Key property: No event IDs needed. Dependencies are implicit from program order of get_buf/rls_buf on the same buffer ID. This becomes much more convenient in multi-iteration loops (see Example 3).

Example 3: Ping/Pong Double-Buffering Loop¶

Double-buffering overlaps DMA and compute by using two UB buffers alternately. All three stages (MTE2, Vector, MTE3) appear in the same iteration — the hardware pipelines them across iterations because different iterations operate on different buffers (buf[i%2]).

Event ID scheme (`set_flag` / `wait_flag`)¶

With 2 ping/pong buffers and 2 pipeline pairs (MTE2↔V, V↔MTE3), set_flag/wait_flag needs 8 event IDs = 2 pipe-pairs × 2 buffers × (forward + reverse):

MTE2 ↔ Vector (input buffers):

Event ID	Direction	Purpose
`EVT_IN_FWD_0`	MTE2 → V	RAW: buf_in[0] data ready
`EVT_IN_FWD_1`	MTE2 → V	RAW: buf_in[1] data ready
`EVT_IN_REV_0`	V → MTE2	WAR: Vector done reading buf_in[0]
`EVT_IN_REV_1`	V → MTE2	WAR: Vector done reading buf_in[1]

Vector ↔ MTE3 (output buffers):

Event ID	Direction	Purpose
`EVT_OUT_FWD_0`	V → MTE3	RAW: buf_out[0] result ready
`EVT_OUT_FWD_1`	V → MTE3	RAW: buf_out[1] result ready
`EVT_OUT_REV_0`	MTE3 → V	WAR: MTE3 done reading buf_out[0]
`EVT_OUT_REV_1`	MTE3 → V	WAR: MTE3 done reading buf_out[1]

3a. `set_flag` / `wait_flag` version¶

// ═══ Pre-loop: prime ALL reverse-dependency signals ═══
// Both input and output buffers start unused. We must pre-send
// reverse-dep signals so the first iteration's wait_flags don't deadlock.
pto.set_flag["PIPE_V",    "PIPE_MTE2", "EVT_IN_REV_0"]   // ◀ PRIME: buf_in[0] "free"
pto.set_flag["PIPE_V",    "PIPE_MTE2", "EVT_IN_REV_1"]   // ◀ PRIME: buf_in[1] "free"
pto.set_flag["PIPE_MTE3", "PIPE_V",    "EVT_OUT_REV_0"]  // ◀ PRIME: buf_out[0] "free"
pto.set_flag["PIPE_MTE3", "PIPE_V",    "EVT_OUT_REV_1"]  // ◀ PRIME: buf_out[1] "free"

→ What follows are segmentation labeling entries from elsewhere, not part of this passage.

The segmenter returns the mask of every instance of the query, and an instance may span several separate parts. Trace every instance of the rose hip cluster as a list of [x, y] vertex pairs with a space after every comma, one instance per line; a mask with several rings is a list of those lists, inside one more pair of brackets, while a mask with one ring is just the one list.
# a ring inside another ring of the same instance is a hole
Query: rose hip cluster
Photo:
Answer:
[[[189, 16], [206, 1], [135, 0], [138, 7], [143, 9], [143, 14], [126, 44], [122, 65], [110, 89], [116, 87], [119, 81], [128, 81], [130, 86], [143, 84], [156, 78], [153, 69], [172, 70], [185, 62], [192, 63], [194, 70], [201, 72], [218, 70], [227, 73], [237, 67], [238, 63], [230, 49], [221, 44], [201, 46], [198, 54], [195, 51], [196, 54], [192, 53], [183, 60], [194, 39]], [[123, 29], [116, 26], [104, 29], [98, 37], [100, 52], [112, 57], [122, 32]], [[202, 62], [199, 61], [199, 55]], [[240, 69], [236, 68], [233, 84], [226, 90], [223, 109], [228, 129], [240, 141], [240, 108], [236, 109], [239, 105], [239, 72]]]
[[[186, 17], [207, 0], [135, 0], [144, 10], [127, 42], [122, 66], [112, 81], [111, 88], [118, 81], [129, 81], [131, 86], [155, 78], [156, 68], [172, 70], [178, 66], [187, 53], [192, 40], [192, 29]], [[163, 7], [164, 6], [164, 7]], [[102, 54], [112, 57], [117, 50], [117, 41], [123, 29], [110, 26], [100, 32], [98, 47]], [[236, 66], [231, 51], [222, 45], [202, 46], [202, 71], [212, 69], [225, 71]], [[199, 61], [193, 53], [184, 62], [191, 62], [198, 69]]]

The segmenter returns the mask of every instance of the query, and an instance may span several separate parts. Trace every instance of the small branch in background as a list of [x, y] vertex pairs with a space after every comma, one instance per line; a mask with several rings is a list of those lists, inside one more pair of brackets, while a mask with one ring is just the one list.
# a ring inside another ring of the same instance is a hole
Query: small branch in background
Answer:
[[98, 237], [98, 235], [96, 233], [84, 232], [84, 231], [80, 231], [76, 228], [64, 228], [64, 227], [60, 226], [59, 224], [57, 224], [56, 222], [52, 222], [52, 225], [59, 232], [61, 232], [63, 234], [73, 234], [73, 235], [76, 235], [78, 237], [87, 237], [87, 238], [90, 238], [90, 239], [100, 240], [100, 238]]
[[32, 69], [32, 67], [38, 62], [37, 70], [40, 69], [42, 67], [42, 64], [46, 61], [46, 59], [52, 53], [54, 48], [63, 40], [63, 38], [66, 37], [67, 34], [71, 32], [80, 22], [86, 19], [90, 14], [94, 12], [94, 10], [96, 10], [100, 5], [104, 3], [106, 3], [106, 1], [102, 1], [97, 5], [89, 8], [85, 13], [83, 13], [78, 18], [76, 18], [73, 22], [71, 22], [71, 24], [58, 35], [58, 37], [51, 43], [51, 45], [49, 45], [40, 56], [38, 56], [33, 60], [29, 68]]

scf.for %i = %c0 to %N step %c1 {
  // ── All 3 stages in same iteration, indexed by i%2 ──
  // %pp = i % 2  (ping/pong selector for buffer & event IDs)

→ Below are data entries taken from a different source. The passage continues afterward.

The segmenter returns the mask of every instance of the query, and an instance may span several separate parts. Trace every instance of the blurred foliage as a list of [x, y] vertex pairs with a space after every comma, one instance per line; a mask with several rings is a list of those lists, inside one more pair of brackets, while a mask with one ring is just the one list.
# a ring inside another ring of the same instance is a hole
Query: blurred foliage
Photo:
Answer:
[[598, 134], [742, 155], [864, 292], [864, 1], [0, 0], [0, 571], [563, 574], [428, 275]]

  // ── MTE2: load tile[i] into buf_in[i%2] ──
  // WAR: wait until Vector has released buf_in[i%2] from iteration i-2
  pto.wait_flag["PIPE_V", "PIPE_MTE2", "EVT_IN_REV_{pp}"]
  pto.copy_gm_to_ubuf %gm_ptr[%i], %ub_in[%pp], ...
  // RAW: signal Vector that buf_in[i%2] data is ready
  pto.set_flag["PIPE_MTE2", "PIPE_V", "EVT_IN_FWD_{pp}"]

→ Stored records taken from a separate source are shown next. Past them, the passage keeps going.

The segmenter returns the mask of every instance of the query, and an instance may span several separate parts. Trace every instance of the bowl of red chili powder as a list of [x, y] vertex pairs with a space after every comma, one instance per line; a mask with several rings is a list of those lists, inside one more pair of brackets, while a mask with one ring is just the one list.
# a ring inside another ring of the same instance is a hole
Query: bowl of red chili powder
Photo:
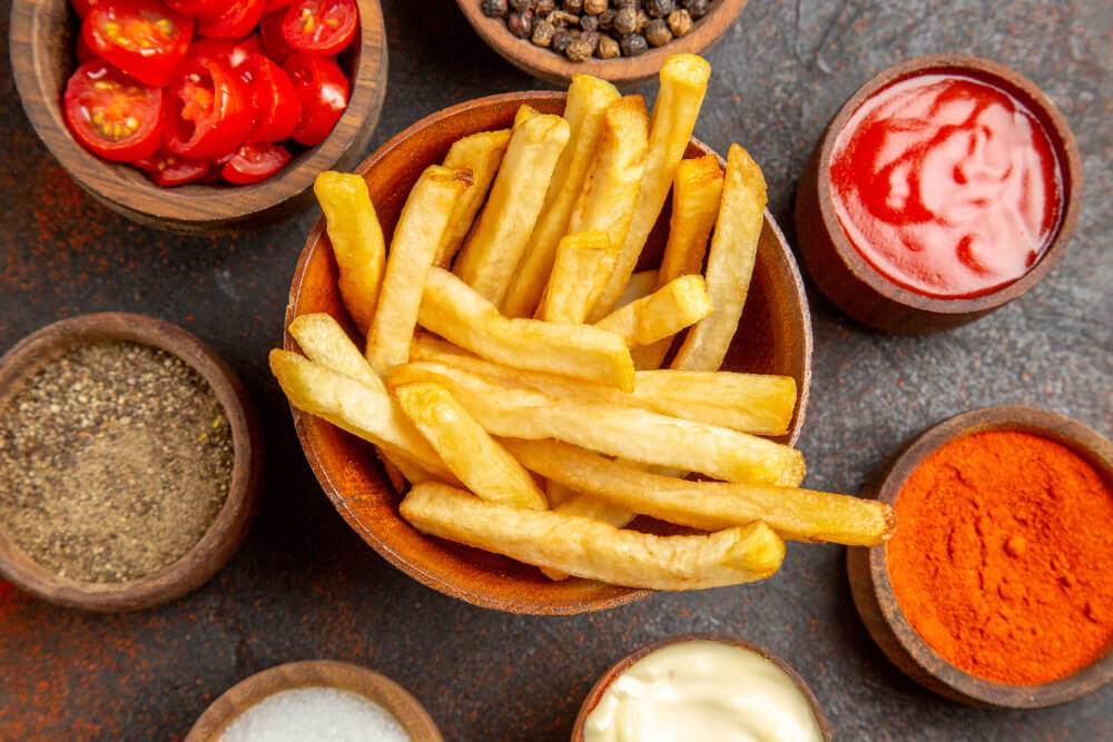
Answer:
[[1113, 443], [1047, 410], [987, 407], [930, 428], [871, 479], [900, 528], [848, 551], [850, 587], [902, 671], [1008, 709], [1113, 679]]
[[796, 200], [805, 266], [843, 311], [926, 334], [1020, 297], [1062, 258], [1082, 209], [1074, 135], [1031, 80], [940, 55], [859, 88]]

  // ── Vector: compute buf_in[i%2] → buf_out[i%2] ──
  // RAW: wait for MTE2 to finish loading buf_in[i%2]
  pto.wait_flag["PIPE_MTE2", "PIPE_V", "EVT_IN_FWD_{pp}"]
  // WAR: wait for MTE3 to finish reading buf_out[i%2] from iteration i-2
  pto.wait_flag["PIPE_MTE3", "PIPE_V", "EVT_OUT_REV_{pp}"]
  scf.for %dummy = %c0 to %c1 step %c1 {
    %v   = pto.vlds %ub_in[%pp][%lane] : !pto.ptr<f32, ub> -> !pto.vreg<64xf32>
    %mask = pto.pset_b32 "PAT_ALL" : !pto.mask<G>
    %abs = pto.vabs %v, %mask : !pto.vreg<64xf32>, !pto.mask<b32> -> !pto.vreg<64xf32>
    pto.vsts %abs, %ub_out[%pp][%lane], %mask : !pto.vreg<64xf32>, !pto.ptr<f32, ub>, !pto.mask<b32>
  } {llvm.loop.aivector_scope}
  // WAR: tell MTE2 "done reading buf_in[i%2]"
  pto.set_flag["PIPE_V", "PIPE_MTE2", "EVT_IN_REV_{pp}"]
  // RAW: tell MTE3 "buf_out[i%2] result ready"
  pto.set_flag["PIPE_V", "PIPE_MTE3", "EVT_OUT_FWD_{pp}"]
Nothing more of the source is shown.